Of course, you can still play DVDs on the drive, so you don't need to part with your collection just yet.
The Ethos 8951G's display features a sharp 1920 x 1080 WUXGA resolution, making it perfect for taking in Full HD 1080p movies and shows.
HD films really do look amazing on this machine. Contrast levels are excellent, blacks actually look black, as opposed to grey, and colours are rich and vibrant.
Viewing angles aren't too bad either, so you can happily enjoy a movie with your family, spread out on the sofa. You don't even have to get up thanks to the detachable touchpad/remote control.
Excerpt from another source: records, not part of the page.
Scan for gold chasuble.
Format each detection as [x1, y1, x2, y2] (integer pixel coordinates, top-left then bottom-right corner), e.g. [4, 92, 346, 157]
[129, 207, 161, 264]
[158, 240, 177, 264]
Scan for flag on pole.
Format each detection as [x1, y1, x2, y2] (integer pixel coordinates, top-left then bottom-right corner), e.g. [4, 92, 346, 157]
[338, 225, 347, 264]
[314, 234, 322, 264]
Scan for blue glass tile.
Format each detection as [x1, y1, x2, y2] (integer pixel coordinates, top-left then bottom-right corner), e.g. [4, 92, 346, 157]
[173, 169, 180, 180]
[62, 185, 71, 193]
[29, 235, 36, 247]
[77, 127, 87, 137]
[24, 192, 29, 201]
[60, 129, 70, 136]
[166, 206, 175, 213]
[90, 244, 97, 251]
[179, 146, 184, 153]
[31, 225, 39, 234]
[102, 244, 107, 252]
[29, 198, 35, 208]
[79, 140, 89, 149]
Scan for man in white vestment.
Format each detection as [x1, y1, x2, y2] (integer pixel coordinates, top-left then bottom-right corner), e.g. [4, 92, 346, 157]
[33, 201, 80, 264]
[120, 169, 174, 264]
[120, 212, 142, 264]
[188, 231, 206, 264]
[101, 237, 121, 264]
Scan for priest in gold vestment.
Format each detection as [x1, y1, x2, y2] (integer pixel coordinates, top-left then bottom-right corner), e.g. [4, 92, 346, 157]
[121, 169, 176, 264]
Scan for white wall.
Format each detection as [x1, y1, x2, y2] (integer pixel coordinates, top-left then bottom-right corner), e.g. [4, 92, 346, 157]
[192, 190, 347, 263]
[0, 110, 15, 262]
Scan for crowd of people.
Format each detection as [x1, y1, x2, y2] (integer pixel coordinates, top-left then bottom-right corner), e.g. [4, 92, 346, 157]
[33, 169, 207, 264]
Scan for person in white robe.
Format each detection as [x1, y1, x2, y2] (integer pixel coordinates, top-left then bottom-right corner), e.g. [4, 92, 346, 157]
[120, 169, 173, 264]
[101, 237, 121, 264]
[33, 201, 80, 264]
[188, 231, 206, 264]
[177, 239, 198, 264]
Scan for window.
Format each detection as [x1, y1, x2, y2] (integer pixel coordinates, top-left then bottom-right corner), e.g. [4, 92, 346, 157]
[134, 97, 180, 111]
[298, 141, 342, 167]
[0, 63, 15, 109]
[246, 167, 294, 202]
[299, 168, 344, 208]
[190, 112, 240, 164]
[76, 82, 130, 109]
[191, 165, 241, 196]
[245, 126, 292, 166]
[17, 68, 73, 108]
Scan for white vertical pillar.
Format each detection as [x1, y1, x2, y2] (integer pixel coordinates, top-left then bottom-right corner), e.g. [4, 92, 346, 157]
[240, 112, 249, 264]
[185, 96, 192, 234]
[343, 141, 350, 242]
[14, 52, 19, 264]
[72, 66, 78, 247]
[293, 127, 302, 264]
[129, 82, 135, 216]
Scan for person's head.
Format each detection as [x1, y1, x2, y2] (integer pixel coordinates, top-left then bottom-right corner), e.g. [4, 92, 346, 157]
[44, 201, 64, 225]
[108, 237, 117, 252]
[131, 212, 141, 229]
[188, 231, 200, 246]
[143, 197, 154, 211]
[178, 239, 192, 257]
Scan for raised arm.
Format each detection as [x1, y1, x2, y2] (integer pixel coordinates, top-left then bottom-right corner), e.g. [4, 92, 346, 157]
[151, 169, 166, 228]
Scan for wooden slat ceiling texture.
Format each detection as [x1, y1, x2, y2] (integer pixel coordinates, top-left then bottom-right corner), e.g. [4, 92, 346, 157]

A good chunk of space above the keyboard is dedicated to the built-in speakers. Although laptop speakers are usually as powerful as a gnat's fart, we were expecting great things from the Ethos 8951G. Those expectations were sadly dashed on the rocky plateau of disappointment.
The sound quality is fine, but there's a serious lack of power. Even on top volume, we were straining to hear over ambient office noise.
This is especially disappointing considering how powerful the Dell XPS 15z's speakers were. If you want to truly enjoy a movie or some bass-heavy music, you'll definitely want to attach some USB speakers.
Those with enormous media collections are well catered for by the 1.5TB hard drive, which provides enough space for hundreds of thousands of songs and photos, and hundreds of HD movies.
If you need even more space or simply wish to back up your collection, you can attach an external drive using the eSATA port, or slip a memory card into the multi-card reader.
You also get four USB ports, one of which is USB 3.0, in addition to VGA and HDMI connections for hooking up external monitors or televisions. Acer has even included mini-Firewire, which we rarely see on laptops these days.
Rounding off the features is the almost-obligatory fingerprint scanner, which provides a satisfactory alternative to remembering ridiculously complex passwords.